When you want more of something, all you have to do is subsidize it. This woman makes $42,000 a year in food stamps and welfare for her 12 kids. On top of that, she got more than $30,000 in COVID money.

She actually thinks she is saving us money, though:

“I Googled it and it’s about $25,000 for a child to go to public school every year [from K-12.] It’s actually cheaper [for society] if I keep mine home,” she added.

Now she is a grandmother, so now she has bred a third (at least) generation of welfare recipients.

Not Compromise

Twitter rando wants firearm registration, annual license to own and carry, insurance, and universal BG checks. Says he is OK with national reciprocity of CCW as long as each state gets to determine where and how you can carry.

I said no way. Registration is only used to facilitate confiscation and states would simply make everywhere off limits to CCW. I’m not falling for that, because the gun control side doesn’t deal in good faith.

I don’t need national CCW. SCOTUS just did that for me. It’s coming.

This was his response:

So what do you propose that would lower gun violence in America? I’ve tried to meat in the middle but you only get to “I won’t”. If you don’t have a reasonable suggestion and aren’t looking for one, what is your point?

My answer:

We don’t punish people for laws they haven’t broken. Gun control isn’t the answer. That is my point. We don’t have a gun problem, we have a mental health and criminal gang problem.

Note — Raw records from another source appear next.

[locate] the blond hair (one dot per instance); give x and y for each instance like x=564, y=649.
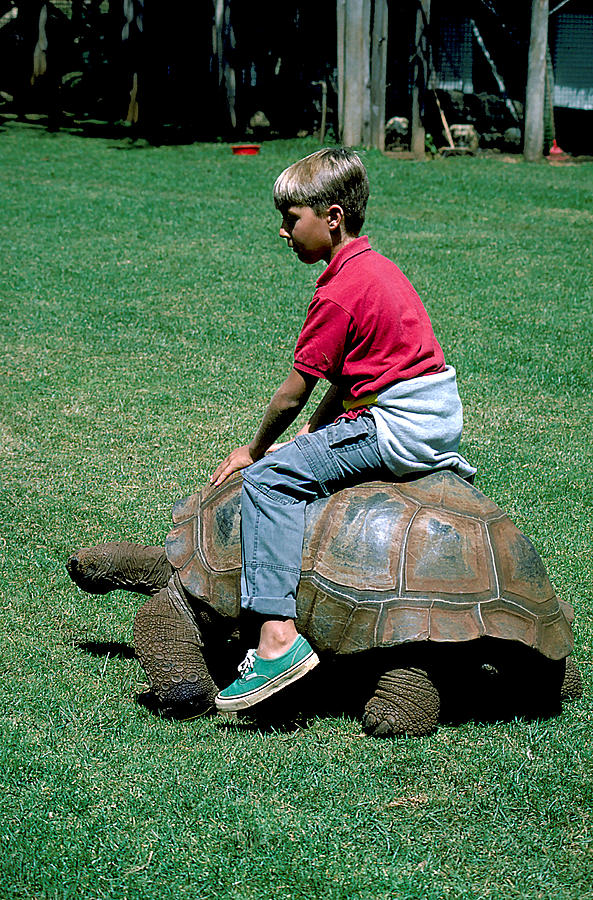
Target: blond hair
x=322, y=179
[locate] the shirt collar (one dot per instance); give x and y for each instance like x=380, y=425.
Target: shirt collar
x=352, y=248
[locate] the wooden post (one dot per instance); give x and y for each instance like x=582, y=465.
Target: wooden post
x=536, y=82
x=378, y=74
x=354, y=37
x=341, y=30
x=362, y=63
x=420, y=79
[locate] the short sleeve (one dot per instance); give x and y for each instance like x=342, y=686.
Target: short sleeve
x=321, y=345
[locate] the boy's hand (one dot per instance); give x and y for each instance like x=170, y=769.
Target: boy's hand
x=239, y=458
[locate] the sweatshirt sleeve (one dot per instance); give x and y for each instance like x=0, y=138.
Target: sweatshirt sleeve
x=321, y=345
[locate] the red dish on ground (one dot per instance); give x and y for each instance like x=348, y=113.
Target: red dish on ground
x=245, y=149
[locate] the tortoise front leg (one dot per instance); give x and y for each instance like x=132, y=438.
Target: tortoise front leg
x=120, y=565
x=572, y=684
x=168, y=645
x=405, y=702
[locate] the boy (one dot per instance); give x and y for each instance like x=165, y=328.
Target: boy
x=392, y=407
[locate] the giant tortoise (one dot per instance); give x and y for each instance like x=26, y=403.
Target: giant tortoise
x=410, y=585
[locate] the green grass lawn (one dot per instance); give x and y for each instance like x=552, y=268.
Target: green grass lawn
x=147, y=311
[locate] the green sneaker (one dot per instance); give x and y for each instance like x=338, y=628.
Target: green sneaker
x=260, y=678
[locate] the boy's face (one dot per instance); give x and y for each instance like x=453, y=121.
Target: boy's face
x=309, y=235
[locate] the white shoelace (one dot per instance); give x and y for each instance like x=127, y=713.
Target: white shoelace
x=247, y=665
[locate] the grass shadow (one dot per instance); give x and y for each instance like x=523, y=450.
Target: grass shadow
x=108, y=648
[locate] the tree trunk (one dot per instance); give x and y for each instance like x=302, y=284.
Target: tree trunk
x=354, y=40
x=420, y=79
x=536, y=82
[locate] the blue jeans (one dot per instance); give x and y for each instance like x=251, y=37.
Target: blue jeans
x=276, y=490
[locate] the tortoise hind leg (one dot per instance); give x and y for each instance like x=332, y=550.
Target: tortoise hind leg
x=169, y=645
x=572, y=684
x=405, y=702
x=120, y=565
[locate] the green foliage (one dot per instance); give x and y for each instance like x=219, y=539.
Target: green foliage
x=147, y=311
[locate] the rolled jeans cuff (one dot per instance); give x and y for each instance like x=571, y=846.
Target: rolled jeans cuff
x=271, y=606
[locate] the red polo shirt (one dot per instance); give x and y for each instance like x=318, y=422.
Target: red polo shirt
x=366, y=326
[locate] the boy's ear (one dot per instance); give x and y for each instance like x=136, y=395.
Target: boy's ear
x=335, y=217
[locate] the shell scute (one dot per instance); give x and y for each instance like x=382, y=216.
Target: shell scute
x=385, y=564
x=360, y=548
x=447, y=554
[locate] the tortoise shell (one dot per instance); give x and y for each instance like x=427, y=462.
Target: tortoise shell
x=431, y=559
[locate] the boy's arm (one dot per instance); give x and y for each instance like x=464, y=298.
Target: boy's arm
x=327, y=411
x=283, y=409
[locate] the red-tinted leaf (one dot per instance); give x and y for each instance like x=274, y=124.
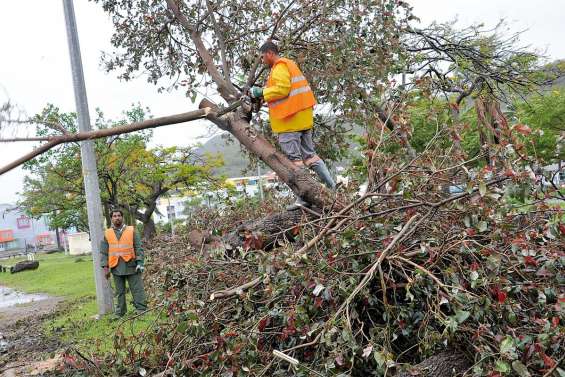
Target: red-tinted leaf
x=548, y=361
x=509, y=173
x=501, y=296
x=264, y=323
x=522, y=128
x=339, y=360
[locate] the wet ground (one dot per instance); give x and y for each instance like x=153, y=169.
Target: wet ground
x=21, y=329
x=10, y=297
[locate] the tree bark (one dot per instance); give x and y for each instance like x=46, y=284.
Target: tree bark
x=97, y=134
x=24, y=265
x=298, y=179
x=445, y=364
x=149, y=229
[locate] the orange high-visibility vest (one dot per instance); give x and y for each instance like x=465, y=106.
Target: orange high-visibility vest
x=122, y=248
x=300, y=96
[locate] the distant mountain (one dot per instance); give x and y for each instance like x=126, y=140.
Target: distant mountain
x=235, y=161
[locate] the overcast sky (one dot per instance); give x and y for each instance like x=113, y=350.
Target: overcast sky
x=35, y=68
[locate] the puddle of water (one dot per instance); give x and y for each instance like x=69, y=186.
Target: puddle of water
x=10, y=297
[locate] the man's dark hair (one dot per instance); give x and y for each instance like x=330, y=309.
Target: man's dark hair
x=116, y=210
x=269, y=46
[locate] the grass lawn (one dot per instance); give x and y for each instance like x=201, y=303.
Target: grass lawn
x=72, y=278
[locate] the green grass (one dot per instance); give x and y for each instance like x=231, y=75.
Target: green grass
x=57, y=275
x=72, y=278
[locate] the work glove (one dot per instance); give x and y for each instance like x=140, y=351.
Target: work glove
x=139, y=267
x=256, y=92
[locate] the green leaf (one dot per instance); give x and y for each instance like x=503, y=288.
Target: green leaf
x=520, y=369
x=461, y=315
x=502, y=367
x=482, y=188
x=380, y=358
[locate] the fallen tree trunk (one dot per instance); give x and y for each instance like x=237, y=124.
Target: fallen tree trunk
x=25, y=265
x=445, y=364
x=298, y=179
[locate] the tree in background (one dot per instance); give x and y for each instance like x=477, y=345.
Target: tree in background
x=132, y=176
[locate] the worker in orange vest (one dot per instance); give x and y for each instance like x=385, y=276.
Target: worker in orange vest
x=291, y=113
x=122, y=255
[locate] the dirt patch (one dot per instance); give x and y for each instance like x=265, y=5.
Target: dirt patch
x=22, y=329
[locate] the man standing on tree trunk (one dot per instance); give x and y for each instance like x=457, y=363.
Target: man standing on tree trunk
x=122, y=255
x=291, y=113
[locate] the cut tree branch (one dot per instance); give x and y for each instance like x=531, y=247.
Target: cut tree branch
x=97, y=134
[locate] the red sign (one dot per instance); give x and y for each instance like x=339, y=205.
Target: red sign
x=6, y=235
x=24, y=222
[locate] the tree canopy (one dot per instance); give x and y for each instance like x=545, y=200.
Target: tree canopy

“Meet in the middle” isn’t you take some of my rights now, and return later to take more. That isn’t compromise. With compromise, both sides get something. If you get what you want, what do gun owners get? What are you willing to give up?

Him:

The thing we would both “get” is the security of knowing we can go out without being shot. I’m not trying to get anything besides that? What do you think the end game is?

I replied:

Stats don’t lie. If you aren’t a gang banger, drug dealer, or planning suicide your odds of being shot are less than dying in a fall involving ice-skates, skis, roller-skates or a skateboard.

The end game? Gun controllers want all guns illegal. That merely grants power to the strong over the weak. I refuse to be at the mercy of others.

Closer to CW2

After SCOTUS declared Maryland’s AWB and magazine ban unconstitutional, the Marlyand AG has refused to comply.

Democrat Maryland Attorney General Brian Frosh was defiant: “Military-style firearms pose grave risks to public safety, as recent mass shootings in other states have made clear. Despite the Bruen ruling, the state’s law remains in effect. Marylanders have a right to be protected from these dangerous weapons.”’

Three of the four boxes have failed. The government is refusing to comply with its own laws. What else is left?